Le divorce d'un chef d'entreprise peut avoir des conséquences majeures sur sa vie professionnelle, même si son conjoint n'est pas directement impliqué dans les activités de l'entreprise. Lorsque la société est créée pendant le mariage sous le régime de la communauté, les parts de l’entreprise sont considérées comme un bien en commun. Le conjoint commun en biens a le droit de revendiquer 50 % des parts de la société au moment du divorce. Il est donc impératif de prendre des mesures pour se protéger et éviter que vos problèmes personnels se répercutent sur votre activité professionnelle.

L’impact du régime matrimonial sur la répartition des biens professionnels entre époux

Le choix du régime matrimonial est essentiel pour protéger l'entreprise en cas de divorce. Les trois principaux régimes matrimoniaux sont : la communauté légale, la séparation de biens, et la participation aux acquêts.

Lorsque les époux n’ont pas établi de contrat de mariage, le régime de la communauté légale (ou communauté réduite aux acquêts) s'applique d'office. Ce régime expose le dirigeant d'entreprise à un risque très élevé.
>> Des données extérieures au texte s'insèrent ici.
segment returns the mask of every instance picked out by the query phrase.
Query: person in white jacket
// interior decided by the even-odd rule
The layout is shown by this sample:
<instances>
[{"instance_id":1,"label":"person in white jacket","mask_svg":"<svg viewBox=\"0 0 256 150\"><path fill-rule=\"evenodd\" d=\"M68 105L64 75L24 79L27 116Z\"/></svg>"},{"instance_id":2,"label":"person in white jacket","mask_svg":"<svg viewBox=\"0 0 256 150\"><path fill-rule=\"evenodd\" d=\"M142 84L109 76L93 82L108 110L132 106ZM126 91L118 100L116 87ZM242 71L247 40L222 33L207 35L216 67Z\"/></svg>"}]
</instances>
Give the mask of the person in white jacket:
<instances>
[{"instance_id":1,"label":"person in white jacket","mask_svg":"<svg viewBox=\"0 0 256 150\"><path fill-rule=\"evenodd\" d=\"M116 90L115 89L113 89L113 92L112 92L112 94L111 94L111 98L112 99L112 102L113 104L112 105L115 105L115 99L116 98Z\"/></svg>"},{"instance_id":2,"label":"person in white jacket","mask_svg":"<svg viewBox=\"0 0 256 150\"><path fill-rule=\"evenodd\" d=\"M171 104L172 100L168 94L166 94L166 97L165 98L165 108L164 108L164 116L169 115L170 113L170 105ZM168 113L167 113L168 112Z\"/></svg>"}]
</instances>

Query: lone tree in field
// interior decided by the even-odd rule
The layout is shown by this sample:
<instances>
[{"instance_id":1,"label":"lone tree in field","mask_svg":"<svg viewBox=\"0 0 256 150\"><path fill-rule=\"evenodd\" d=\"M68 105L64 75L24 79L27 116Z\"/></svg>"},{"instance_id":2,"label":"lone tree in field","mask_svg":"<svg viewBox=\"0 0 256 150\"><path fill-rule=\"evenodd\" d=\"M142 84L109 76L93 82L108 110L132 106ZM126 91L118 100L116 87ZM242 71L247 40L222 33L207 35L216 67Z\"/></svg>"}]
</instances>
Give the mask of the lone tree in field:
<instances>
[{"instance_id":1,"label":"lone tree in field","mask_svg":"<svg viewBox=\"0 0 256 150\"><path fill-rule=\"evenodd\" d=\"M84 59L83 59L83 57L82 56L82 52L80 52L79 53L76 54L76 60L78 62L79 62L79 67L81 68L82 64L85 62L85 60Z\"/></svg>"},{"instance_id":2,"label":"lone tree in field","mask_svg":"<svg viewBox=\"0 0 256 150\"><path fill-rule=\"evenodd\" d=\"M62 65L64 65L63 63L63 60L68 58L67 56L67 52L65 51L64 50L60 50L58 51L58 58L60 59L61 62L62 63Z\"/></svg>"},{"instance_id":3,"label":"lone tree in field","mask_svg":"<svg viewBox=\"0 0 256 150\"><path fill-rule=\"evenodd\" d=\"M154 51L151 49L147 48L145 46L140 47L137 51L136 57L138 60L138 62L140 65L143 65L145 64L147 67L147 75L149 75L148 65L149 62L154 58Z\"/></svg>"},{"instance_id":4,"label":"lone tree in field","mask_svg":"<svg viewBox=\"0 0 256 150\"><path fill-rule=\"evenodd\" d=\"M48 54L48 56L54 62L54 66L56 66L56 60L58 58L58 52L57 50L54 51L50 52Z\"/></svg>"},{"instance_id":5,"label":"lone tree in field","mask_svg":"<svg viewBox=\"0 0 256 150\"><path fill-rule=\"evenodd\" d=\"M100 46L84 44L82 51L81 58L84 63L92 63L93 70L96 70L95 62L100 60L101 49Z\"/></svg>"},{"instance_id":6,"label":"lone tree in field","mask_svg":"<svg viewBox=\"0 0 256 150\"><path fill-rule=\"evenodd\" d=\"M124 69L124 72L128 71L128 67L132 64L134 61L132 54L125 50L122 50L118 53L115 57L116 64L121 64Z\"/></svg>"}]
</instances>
Lorsque la société est créée pendant le mariage, chaque époux en possède la moitié, et au moment du divorce, le conjoint peut réclamer sa part. Cela signifie que les gains, les salaires du dirigeant, les dividendes, et les intérêts des avances en compte doivent être partagés. Pour s'acquitter de cette obligation, la vente de l’entreprise peut s’avérer parfois la seule solution…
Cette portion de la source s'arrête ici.